Конечно, подумал он в бешенстве. Ничего не осталось. Только ты, дивушко. Только ты — и ничего больше. Ну, уж нет. Теперь, теперь — всё будет иначе. Я ещё не очень твёрдо знаю, как, но то, что будет иначе — знаю вот совершенно точно. Потому что…

— Почему ты не зовёшь её, Гур?!

— Кого? — вопрос словно ударил его снизу по ногам, как земля парашютиста, и Гурьев опять раскрылся.

— Не делай вид, что не понимаешь, — сердито сказала девушка. — Со мной так не нужно, потому что я знаю. Гур!

— Знаю.

Он откинулся на спинку стула и сильно сжал ладонями лицо. В конце концов, я же человек, взмолился мысленно Гурьев, а она, — она и правда чудо чудное и диво дивное. Потому.

— Потому что, — хрипло проговорил он. — Потому что, Дашенька. Потому что, дивушко. Потому что.

Вечность тому назад

Они не писали друг другу. Всё знали друг о друге — всегда, но так и не написали друг другу ни строчки. Гурьев знал, что не сможет выдержать даже двух слов, написанных её рукой. Тем более — произнесённых её невероятным голосом, даже по проводам — голосом, всегда вынимавшим из него душу. Просто не сможет — и всё. Наверное, она тоже догадывалась об этом. И потому — не писала. Никогда. Люди из Лондона и Москвы обменивались приветами, мало понимая, что происходит. Почему, почему?! Потому. Потому, усмехался Гурьев. Именно потому. Он искал утешения в делах, которым не было ни конца, ни края — и находил. Искал забвения — а его не было. Не существовало ни одной секунды без мысли о ней. Рэйчел. Рэйчел. Рэйчел, певчая моя птичка.

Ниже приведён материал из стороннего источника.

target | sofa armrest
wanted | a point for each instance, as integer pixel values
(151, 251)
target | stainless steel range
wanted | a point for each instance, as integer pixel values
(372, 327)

Это случилось уже на излёте тридцать восьмого, холодным и промозглым, как всегда, московским предзимьем, когда деревья, уткнув в серое небо голые ветки, стали похожи на страшных, чёрных русских крестьянок, — тех самых, что собирали в стерне колоски и замерли, напуганные рёвом моторов, а потом, словно повинуясь неведомому инстинкту, провожали настороженными взглядами из-под ладони его низко летящий «Дуглас». А он смотрел на этих женщин в чёрном — не в белом, не в сером — чёрном, вдовьем, — смотрел, смотрел, сжав кулаки, до того, что ногти впились в ладони, и вспоминал жёлтые тигриные глаза. Уже схлынула волна «большой чистки» — он и не надеялся, что успеет. Уже сунули в топку маленькое тельце сошедшего с ума «железного сталинского наркома» с мутными фиалковыми глазками младенца, маньяка и наркомана. Отработанный материал, мусор истории. Нельзя, нельзя, думал Гурьев. Нельзя. Не время ещё. Не время. Нельзя ни раньше, ни позже. Можно только вовремя. Только тогда.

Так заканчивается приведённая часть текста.